Thanks for the info.I want to be sure the iPad is what I want, 
so am not in a hurry.A friend & my daughter both have the one
that doesn't require a service acct.Both are very happy with the iPad.
I've bought a couple computers when one would do...live & learn.


----------



## Patrizia (Oct 29, 2008)

Got mine at apple.com love it!!!


----------



## cheerio (May 16, 2009)

I think they do that to make a lot of money off them because it is their competition. I still think it is funny they sell them


----------



## geko29 (Dec 23, 2008)

cheerio said:


> I think they do that to make a lot of money off them because it is their competition. I still think it is funny they sell them


You'd be wrong. As I said above, Amazon DOES NOT sell the iPad. Other vendors sell the iPad on Amazon, but that is a VERY different thing from Amazon selling the item themselves.

Think of these items like eBay listings. eBay isn't selling you a widget, they're offering up space (and charging a fee) so someone else can sell you one.


----------



## Sandpiper (Oct 28, 2008)

geko29 said:


> You'd be wrong. As I said above, Amazon DOES NOT sell the iPad.
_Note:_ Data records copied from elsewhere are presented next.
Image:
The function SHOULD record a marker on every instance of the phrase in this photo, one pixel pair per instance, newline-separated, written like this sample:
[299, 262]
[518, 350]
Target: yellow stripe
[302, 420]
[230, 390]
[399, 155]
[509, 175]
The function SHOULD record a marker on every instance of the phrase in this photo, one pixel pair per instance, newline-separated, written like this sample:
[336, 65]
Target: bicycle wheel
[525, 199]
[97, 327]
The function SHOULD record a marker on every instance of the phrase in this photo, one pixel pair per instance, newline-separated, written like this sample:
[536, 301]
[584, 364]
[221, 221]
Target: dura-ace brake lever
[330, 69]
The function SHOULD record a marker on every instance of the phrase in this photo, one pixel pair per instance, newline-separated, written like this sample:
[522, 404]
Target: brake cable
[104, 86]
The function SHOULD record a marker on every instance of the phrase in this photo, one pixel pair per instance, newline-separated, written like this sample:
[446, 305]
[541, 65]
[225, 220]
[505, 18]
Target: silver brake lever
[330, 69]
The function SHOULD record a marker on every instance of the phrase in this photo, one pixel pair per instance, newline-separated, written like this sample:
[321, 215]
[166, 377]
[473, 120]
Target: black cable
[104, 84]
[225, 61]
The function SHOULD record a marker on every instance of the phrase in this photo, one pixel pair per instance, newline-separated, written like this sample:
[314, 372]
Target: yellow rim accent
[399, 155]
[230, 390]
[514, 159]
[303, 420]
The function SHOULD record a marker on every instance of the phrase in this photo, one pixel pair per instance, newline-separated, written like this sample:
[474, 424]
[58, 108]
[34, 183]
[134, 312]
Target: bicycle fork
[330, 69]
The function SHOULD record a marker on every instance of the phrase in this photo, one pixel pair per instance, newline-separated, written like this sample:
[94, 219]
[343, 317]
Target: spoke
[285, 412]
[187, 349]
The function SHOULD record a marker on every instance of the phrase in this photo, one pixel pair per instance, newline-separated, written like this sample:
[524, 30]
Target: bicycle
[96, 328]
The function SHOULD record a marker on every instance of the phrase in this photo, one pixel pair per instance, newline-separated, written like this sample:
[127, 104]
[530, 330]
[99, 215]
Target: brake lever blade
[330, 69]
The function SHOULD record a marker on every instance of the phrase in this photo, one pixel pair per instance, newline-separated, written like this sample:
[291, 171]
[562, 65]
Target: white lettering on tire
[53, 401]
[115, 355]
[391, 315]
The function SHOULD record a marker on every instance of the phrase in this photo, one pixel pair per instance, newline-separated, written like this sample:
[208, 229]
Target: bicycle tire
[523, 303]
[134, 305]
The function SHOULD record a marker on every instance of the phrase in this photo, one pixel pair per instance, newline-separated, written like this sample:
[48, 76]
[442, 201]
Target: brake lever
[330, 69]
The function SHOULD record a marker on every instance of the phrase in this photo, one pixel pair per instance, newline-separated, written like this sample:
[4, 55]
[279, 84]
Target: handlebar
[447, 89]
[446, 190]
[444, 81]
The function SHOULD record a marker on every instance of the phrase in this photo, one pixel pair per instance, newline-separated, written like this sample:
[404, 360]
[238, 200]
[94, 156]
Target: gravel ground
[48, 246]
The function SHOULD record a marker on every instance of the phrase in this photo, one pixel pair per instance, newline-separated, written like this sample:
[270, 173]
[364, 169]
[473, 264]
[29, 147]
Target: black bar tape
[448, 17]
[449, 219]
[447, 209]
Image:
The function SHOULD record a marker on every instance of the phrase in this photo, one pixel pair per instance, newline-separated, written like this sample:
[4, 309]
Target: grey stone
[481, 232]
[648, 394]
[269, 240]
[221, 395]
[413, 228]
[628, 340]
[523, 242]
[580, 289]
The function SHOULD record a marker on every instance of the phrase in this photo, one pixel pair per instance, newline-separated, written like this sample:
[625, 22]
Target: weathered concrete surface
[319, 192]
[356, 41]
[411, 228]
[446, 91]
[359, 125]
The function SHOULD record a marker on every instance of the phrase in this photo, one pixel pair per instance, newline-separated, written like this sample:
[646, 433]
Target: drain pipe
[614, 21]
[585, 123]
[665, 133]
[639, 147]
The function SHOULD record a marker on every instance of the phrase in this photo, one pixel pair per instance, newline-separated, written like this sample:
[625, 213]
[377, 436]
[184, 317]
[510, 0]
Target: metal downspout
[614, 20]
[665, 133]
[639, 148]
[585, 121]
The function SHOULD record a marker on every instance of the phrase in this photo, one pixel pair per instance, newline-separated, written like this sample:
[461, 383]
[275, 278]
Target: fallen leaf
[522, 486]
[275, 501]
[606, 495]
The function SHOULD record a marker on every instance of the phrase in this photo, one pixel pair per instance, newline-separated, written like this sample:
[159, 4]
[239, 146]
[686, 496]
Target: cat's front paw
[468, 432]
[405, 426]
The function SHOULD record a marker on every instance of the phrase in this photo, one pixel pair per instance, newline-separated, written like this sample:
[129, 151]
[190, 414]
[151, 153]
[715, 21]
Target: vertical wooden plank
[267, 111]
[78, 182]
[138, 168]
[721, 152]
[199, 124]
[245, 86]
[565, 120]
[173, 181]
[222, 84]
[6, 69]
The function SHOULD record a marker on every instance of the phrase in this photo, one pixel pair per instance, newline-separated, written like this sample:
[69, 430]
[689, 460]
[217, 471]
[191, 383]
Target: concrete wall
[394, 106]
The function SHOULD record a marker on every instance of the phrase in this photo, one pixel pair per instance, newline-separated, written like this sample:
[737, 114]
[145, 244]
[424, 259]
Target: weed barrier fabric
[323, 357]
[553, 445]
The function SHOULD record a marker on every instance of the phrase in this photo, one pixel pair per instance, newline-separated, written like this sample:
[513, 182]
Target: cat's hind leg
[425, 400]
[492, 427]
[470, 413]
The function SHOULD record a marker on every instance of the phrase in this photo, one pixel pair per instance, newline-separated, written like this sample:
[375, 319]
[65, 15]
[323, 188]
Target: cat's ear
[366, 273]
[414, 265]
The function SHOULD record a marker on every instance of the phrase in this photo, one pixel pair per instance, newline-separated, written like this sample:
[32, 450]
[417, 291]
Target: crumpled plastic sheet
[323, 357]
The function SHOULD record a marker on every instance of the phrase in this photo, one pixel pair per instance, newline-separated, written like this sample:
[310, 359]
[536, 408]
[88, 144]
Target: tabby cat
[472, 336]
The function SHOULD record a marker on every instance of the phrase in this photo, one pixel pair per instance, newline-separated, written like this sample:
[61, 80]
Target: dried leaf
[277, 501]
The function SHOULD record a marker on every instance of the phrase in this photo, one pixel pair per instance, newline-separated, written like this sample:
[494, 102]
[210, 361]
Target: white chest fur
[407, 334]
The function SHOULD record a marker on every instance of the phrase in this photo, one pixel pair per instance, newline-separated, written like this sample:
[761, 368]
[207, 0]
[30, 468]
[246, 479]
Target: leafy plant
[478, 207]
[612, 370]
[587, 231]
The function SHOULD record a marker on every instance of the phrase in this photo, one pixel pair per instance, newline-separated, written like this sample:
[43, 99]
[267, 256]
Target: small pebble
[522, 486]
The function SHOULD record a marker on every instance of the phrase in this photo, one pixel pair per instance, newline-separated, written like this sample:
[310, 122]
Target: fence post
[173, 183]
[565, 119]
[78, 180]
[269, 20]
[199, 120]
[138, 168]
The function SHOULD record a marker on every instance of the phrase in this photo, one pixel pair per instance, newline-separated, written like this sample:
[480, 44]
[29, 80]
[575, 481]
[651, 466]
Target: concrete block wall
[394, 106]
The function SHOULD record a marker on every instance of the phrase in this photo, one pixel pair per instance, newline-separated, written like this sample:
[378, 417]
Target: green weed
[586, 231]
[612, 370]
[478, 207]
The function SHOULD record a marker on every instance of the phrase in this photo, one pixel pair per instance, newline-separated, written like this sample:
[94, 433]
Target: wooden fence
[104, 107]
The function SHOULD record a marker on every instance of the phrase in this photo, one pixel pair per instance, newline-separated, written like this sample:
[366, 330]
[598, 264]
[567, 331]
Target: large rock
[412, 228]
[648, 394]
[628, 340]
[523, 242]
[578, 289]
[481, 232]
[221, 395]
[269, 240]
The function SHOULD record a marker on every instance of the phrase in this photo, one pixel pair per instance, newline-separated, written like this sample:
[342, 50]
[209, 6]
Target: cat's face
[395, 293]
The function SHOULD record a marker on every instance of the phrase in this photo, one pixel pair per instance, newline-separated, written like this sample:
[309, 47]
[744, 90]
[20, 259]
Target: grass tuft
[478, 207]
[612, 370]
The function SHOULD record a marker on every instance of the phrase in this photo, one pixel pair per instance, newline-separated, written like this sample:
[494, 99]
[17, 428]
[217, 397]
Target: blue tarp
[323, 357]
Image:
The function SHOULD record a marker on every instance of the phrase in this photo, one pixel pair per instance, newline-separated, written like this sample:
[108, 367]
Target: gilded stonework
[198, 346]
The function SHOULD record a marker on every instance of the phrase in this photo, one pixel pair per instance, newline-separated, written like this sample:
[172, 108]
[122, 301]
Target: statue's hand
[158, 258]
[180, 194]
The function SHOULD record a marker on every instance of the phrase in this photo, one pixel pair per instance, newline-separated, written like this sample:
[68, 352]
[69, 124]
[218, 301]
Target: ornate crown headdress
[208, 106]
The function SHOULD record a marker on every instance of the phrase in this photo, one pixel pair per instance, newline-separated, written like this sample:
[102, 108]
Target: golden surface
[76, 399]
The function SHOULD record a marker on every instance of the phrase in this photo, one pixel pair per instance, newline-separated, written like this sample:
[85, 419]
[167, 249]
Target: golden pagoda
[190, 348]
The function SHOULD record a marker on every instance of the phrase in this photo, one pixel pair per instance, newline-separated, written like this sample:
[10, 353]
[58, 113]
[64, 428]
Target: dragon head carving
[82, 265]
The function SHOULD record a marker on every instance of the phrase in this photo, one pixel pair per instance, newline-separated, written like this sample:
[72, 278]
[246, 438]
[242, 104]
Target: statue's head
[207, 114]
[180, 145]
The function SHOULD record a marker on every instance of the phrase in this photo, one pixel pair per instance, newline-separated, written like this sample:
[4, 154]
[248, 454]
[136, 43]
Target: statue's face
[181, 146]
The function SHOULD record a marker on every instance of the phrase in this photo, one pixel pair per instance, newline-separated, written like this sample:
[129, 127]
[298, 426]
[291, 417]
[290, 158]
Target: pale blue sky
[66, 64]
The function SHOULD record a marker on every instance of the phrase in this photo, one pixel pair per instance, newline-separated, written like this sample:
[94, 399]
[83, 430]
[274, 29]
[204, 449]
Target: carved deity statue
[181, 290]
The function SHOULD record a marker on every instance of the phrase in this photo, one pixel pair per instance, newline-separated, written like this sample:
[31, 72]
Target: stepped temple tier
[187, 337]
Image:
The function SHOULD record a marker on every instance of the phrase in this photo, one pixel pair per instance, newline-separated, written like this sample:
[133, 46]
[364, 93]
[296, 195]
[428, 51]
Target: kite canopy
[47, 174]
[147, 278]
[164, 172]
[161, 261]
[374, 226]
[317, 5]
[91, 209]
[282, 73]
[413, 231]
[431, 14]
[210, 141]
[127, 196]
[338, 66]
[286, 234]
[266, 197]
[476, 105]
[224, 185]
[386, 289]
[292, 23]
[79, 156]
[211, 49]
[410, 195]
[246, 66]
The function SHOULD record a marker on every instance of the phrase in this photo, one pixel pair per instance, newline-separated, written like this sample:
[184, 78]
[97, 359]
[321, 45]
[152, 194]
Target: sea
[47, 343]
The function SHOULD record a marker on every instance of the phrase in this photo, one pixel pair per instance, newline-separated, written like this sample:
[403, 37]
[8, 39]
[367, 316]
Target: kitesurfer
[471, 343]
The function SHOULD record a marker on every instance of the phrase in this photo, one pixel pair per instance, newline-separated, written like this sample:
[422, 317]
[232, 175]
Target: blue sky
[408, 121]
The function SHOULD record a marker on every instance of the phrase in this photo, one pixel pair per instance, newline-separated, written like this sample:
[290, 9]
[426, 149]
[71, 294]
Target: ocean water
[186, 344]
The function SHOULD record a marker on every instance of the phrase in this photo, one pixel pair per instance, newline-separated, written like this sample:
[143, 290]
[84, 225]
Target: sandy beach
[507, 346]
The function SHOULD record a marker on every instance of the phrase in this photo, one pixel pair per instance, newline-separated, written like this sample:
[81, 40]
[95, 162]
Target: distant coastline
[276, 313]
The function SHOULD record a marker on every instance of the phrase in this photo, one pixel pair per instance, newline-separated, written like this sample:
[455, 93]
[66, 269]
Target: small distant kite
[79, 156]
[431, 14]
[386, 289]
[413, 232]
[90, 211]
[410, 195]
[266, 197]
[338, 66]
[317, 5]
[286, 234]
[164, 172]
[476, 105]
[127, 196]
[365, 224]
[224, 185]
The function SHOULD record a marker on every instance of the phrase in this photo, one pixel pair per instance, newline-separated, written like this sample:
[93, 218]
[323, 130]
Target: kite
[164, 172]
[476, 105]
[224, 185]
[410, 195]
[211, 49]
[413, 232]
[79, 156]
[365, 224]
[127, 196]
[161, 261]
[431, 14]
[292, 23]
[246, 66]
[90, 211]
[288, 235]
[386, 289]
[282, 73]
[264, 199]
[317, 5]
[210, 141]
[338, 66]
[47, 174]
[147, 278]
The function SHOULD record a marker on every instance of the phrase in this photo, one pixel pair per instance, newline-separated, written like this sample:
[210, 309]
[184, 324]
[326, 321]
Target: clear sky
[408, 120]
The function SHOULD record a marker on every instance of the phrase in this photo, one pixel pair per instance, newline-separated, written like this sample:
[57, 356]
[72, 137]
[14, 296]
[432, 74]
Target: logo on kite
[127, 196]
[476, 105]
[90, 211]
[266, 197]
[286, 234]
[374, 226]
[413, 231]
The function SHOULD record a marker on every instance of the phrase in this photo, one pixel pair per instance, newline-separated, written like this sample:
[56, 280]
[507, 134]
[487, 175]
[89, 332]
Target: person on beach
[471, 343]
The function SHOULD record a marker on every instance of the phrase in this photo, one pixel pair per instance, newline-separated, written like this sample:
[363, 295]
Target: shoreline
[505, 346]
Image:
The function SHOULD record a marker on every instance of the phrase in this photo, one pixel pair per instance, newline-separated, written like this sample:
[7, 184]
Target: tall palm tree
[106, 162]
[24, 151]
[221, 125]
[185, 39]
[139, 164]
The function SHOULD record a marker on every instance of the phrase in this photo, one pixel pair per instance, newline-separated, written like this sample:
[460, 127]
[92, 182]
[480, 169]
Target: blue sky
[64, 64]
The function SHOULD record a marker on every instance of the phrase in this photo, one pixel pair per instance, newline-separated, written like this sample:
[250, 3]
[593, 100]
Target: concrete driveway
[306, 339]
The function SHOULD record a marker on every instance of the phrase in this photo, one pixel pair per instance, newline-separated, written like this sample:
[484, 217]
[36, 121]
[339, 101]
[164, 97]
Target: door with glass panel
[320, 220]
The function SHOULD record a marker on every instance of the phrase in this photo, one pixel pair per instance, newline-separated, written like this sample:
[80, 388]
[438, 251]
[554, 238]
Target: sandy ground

Other vendors sell the iPad on Amazon, but that is a VERY different thing from Amazon selling the item themselves.


Not now, but as pidgeon said further above, AMAZON probably will sell them in the future.


----------



## geko29 (Dec 23, 2008)

Sandpiper said:


> Not now, but as pidgeon said further above, AMAZON probably will sell them in the future.


That is likely true, but when and if they do, they'll sell them at or below MSRP, so the comment about Amazon selling them high to gouge customers because Apple is a competitor would still be incorrect. I stand by my answer.

And if you really want to get pedantic, it wasn't "further above". My original comment that I referenced was the very first response in the thread.


----------



## GinnyB (Dec 19, 2009)

I just ordered a 2nd iPad (64gb 3G) over the weekend for my husband. He hogs mine all the time! Grrrrr. He'll get his for Father's Day (surprise). Then he'll get mad then he'll play all the time!

Get it from Apple. Safest thing to do. If you want it insured, go to Square Trade.


----------